Abdelhakim Belhaj, chef du Conseil militaire de Tripoli qui disposerait d’une petite armée de fidèles, a réclamé jeudi soir « certains portefeuilles ministériels bien précis » dans le prochain gouvernement, dont la formation devrait être annoncée demain. Pour mener à bien la délicate transition après quatre décennies de règne sans partage de Mouammar Kadhafi, le Premier ministre Abdel Rahim al-Kib a affirmé que son gouvernement serait composé de technocrates. Mais c’était sans compter avec les pressions des tribus et des factions armées. Ancien chef du Groupe islamique combattant en Libye (GICL), M. Belhaj a appelé à un « gouvernement fort avec la collaboration de tous les thowar », ces civils qui ont pris les armes contre le régime de Kadhafi, répartis en dizaines de brigades qui n’ont pas été démantelées. « Il est dangereux de dire que le travail des thowar est fini » maintenant que le régime de Kadhafi est tombé et que le pays est « libéré », a-t-il ajouté d’un ton menaçant.
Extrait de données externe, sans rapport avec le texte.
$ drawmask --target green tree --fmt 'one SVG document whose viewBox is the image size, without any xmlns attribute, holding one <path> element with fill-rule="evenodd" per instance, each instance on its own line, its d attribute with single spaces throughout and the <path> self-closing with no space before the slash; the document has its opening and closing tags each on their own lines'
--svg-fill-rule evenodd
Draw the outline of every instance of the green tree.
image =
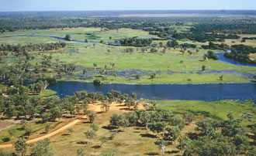
<svg viewBox="0 0 256 156">
<path fill-rule="evenodd" d="M 157 144 L 158 144 L 159 149 L 161 151 L 161 155 L 164 155 L 167 142 L 164 140 L 161 139 L 158 141 Z"/>
<path fill-rule="evenodd" d="M 192 123 L 195 120 L 194 114 L 190 112 L 185 112 L 183 114 L 183 119 L 186 124 Z"/>
<path fill-rule="evenodd" d="M 153 122 L 149 125 L 150 130 L 152 131 L 154 133 L 157 132 L 157 134 L 164 131 L 165 127 L 166 124 L 164 122 Z"/>
<path fill-rule="evenodd" d="M 93 123 L 94 120 L 95 120 L 95 119 L 96 118 L 96 117 L 97 117 L 97 115 L 96 115 L 95 113 L 93 112 L 93 113 L 90 114 L 89 114 L 89 120 L 90 120 L 90 122 L 91 123 Z"/>
<path fill-rule="evenodd" d="M 202 71 L 205 71 L 206 70 L 206 66 L 205 65 L 202 65 Z"/>
<path fill-rule="evenodd" d="M 16 142 L 12 143 L 17 153 L 20 153 L 22 156 L 26 155 L 27 144 L 26 139 L 19 137 Z"/>
<path fill-rule="evenodd" d="M 31 156 L 54 156 L 54 151 L 50 146 L 50 141 L 49 138 L 36 142 L 36 145 L 32 146 Z"/>
<path fill-rule="evenodd" d="M 211 120 L 199 121 L 196 123 L 196 131 L 200 132 L 201 135 L 210 136 L 215 133 L 216 123 Z"/>
<path fill-rule="evenodd" d="M 8 130 L 8 133 L 11 136 L 11 138 L 13 137 L 15 132 L 16 132 L 16 130 L 14 128 L 11 128 L 11 129 Z"/>
<path fill-rule="evenodd" d="M 47 125 L 44 127 L 45 133 L 47 134 L 49 132 L 49 131 L 50 131 L 50 124 L 47 124 Z"/>
<path fill-rule="evenodd" d="M 71 36 L 70 36 L 69 34 L 67 34 L 67 35 L 65 36 L 64 39 L 65 39 L 66 40 L 67 40 L 67 41 L 71 40 Z"/>
<path fill-rule="evenodd" d="M 171 126 L 166 128 L 168 137 L 172 141 L 175 141 L 181 134 L 181 130 L 178 126 Z"/>
<path fill-rule="evenodd" d="M 96 137 L 96 133 L 93 130 L 88 130 L 85 132 L 85 135 L 88 139 L 90 139 L 92 143 L 93 139 Z"/>
<path fill-rule="evenodd" d="M 100 148 L 102 147 L 102 144 L 106 143 L 108 141 L 109 141 L 109 138 L 106 137 L 102 137 L 99 138 L 100 141 L 101 141 L 101 144 L 99 145 Z"/>
<path fill-rule="evenodd" d="M 71 128 L 71 127 L 67 128 L 67 135 L 70 135 L 73 132 L 74 132 L 74 129 L 73 128 Z"/>
<path fill-rule="evenodd" d="M 96 124 L 91 124 L 90 127 L 95 132 L 99 131 L 99 126 Z"/>
<path fill-rule="evenodd" d="M 85 152 L 82 148 L 78 148 L 77 150 L 77 155 L 78 156 L 85 156 Z"/>
</svg>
L’un de ses rivaux, Abdallah Naker, chef du Conseil des thowar de Tripoli, a réuni jeudi soir des commandants de plusieurs régions du pays pour dénoncer la nomination dans l’est du pays d’un chef d’état-major pour la nouvelle armée, qui attend toujours d’être officiellement reconstituée. Dans la matinée, environ 150 officiers et sous-officiers de l’ancienne armée libyenne, ralliés à la rébellion, s’étaient réunis à al-Baïda pour approuver à l’unanimité la nomination de Khalifa Haftar comme chef d’état-major et annoncer la « réactivation » de l’armée. Rassemblés en ce qu’ils ont appelé « l’Union des thowar de Libye », les participants à la réunion autour de M. Naker ont réclamé le report de la nomination d’un chef d’état-major jusqu’à ce que le nouveau gouvernement soit formé. À la tête lui aussi de quelques milliers de combattants et originaire des montagnes de Nefoussa, Abdallah Naker a également réclamé que les thowar aient une place dans le prochain gouvernement.
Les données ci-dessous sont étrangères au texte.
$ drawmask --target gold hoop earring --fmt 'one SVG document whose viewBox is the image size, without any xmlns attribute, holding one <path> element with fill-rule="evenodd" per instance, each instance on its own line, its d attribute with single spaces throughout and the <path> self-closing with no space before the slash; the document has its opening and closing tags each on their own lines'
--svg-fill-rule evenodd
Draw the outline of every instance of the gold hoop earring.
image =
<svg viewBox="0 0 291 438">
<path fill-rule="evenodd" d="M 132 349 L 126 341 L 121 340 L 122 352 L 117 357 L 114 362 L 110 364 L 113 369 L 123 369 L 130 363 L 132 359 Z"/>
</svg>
Congrès public des Frères musulmans
Outre les anciens combattants rebelles, les islamistes, durement réprimés sous l’ancien régime, représentent comme dans les autres pays du printemps arabe la force politique montante et la plus organisée du moment en Libye. Les Frères musulmans libyens ont ouvert jeudi soir à Benghazi, berceau de la rébellion, leur premier congrès public dans le pays depuis près de 25 ans. « C’est un jour historique pour nous et pour le peuple libyen », a déclaré Souleimane Abdel Kader, le chef de la confrérie en Libye. La confrérie assure promouvoir un islam modéré et se dit prête à partager le pouvoir dans le cadre d’un État démocratique. « Nous voyons dans l’islam le fondement de la liberté, de la justice et de l’égalité », a insisté M. Abdel Kader.
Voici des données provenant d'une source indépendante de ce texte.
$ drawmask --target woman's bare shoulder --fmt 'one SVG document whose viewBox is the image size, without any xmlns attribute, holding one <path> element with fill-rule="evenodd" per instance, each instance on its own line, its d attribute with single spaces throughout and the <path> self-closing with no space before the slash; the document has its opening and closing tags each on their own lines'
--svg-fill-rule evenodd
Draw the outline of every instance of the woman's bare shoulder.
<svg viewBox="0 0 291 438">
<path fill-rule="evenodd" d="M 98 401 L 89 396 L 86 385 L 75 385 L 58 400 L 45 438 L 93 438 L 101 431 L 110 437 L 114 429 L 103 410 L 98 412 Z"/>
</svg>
Sur un autre plan, des centaines de partisans de Kadhafi « ont fui la Libye vers le Sahel avec des armes et des munitions », a affirmé hier à Tanger (nord du Maroc) l’ancien ministre libyen des Affaires étrangères Abdel Rahman Chalgham. Il a en outre accusé le Qatar de fournir des armes et des fonds aux islamistes libyens, intimant à l’émirat du Golfe de cesser toute ingérence dans les affaires intérieures de Tripoli.
Au niveau international, l’Assemblée générale des Nations unies a adopté à une écrasante majorité la réintégration de la Libye au Conseil des droits de l’homme, après sa suspension en mars quelques mois avant la chute de Mouammar Kadhafi. « Le peuple de Libye s’est débarrassé du tyran et a entamé un processus politique pour établir un État démocratique qui respecte les droits de l’homme et les libertés fondamentales », a souligné l’ambassadeur adjoint libyen, Ibrahim Dabbashi, devant l’assemblée. Au total 123 pays ont voté pour la résolution, quatre ont voté contre, le Nicaragua, le Venezuela, l’Équateur et la Bolivie, et six se sont abstenus. La Libye avait été admise au Conseil des droits de l’homme en 2010.